If you have been following the news lately, you probably have encountered the phrase "Religious Liberty Laws" every now and then. Basically, these are laws in various different domains trying to "protect" people's liberties when it comes to religion. Alternatively, these are laws designed to institutionalize discrimination, so to speak. After all, religion and religious beliefs aren't the most egalitarian out there. Plenty of religions think that their own imaginary man in the heaven is better than the other person's imaginary man in heaven, and that if you don't switch allegiance to these imaginary men, then you're better off dead.
So, these religious liberty laws in essence allows people working in the public sector to discriminate based on religion. If you are a gay couple, and you want a gay cake, then the conservative bakery can decline service to you. Simple as that.
What I actually want to rant about is not about these laws, but about something one step before that. That is, the role of religion in the public sector. See, religion should be private. I don't care if you believe in an imaginary man in the heaven or not, and yes, I couldn't care less what kind of imaginary man in heaven you believe in, but your belief should be done in private. That means that if you work in the public sector, then you should be willing to serve anyone, irrespective of whether they believe in the same imaginary man as you or not.
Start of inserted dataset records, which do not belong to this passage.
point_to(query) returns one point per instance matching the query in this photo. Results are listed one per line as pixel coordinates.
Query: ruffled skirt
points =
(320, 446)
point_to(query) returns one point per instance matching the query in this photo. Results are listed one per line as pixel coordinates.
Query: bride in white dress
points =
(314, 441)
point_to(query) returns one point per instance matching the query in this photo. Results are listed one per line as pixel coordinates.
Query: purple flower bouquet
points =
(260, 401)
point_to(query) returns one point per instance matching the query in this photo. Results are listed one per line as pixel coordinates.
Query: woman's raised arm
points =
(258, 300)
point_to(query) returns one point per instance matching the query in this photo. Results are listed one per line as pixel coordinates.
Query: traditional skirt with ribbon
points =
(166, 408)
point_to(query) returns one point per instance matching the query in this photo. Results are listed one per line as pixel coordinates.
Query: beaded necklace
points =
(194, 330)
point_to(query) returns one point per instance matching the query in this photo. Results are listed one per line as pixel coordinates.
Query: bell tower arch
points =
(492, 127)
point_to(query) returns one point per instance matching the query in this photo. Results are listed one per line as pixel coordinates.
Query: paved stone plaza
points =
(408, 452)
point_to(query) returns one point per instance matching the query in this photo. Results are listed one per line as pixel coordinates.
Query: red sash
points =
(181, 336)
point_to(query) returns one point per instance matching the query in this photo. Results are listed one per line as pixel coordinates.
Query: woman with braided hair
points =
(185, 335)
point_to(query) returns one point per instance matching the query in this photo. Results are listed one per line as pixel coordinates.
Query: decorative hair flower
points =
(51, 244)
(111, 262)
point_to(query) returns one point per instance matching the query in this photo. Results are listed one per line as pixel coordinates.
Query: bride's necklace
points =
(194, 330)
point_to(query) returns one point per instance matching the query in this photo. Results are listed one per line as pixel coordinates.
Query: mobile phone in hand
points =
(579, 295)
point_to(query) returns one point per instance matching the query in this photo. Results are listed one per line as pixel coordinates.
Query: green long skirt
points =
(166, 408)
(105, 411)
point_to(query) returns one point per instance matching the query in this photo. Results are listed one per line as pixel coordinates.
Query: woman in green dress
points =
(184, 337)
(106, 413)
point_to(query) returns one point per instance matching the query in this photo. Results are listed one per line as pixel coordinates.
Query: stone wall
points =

If you own a bakery, you should be willing to bake a cake for anyone, irrespective of your religious beliefs. If you are working as a cook in a supermarket, if someone orders blood sausage, you should cook that, even though your religion forbids you from eating blood. And if you are a flight attendant, and your airline flies to an Islamic country requiring females to wear a headscarf during the time they are on land, then you should wear that, irrespective of whether you have something against wearing it or not. The fact that you are working in the public sector should trump all your religious beliefs. If your religion has something against what you are doing in your work, and you feel that you cannot do that aspect of your job, then it's time for you to find another job.
See, there's so many incidents like these on the news. Conservative bakeries in the USA not wanting to bake a "gay" cake; a Jehovah's Witness cook in a supermarket in Britain not wanting to cook black pudding for a customer who ordered it for breakfast; and flight attendants of Air France who are protesting because the company is starting flights to Tehran.
Yes, as much as I am against religion, I am also against exceptionalism, whether it is for or against religion. So if Air France wants to serve Tehran, it should play with Tehran's rules while in the country. So I see nothing wrong with requiring female flight attendants to wear the headscarf while there. I don't see a valid reason how non-Muslims would be exempt from this rule, the same way as I don't see any valid reason why Muslims would be exempt from any other rule in the Western world, just because they are Muslim.
That said, it would be nice if Air France makes it voluntary for flight attendants to fly this route: if someone doesn't want to wear the headscarf, then don't assign this person to the route.
The thing is, it would have been nice if people understand relativism; the problem with religion is that everything is absolute. Every religion believes that their canon is the absolute truth, and that everything else is false. There isn't room for discussion, nor room for accepting the fact that it is nevertheless okay for other people to believe in some other imaginary man in heaven and be perfectly okay with that.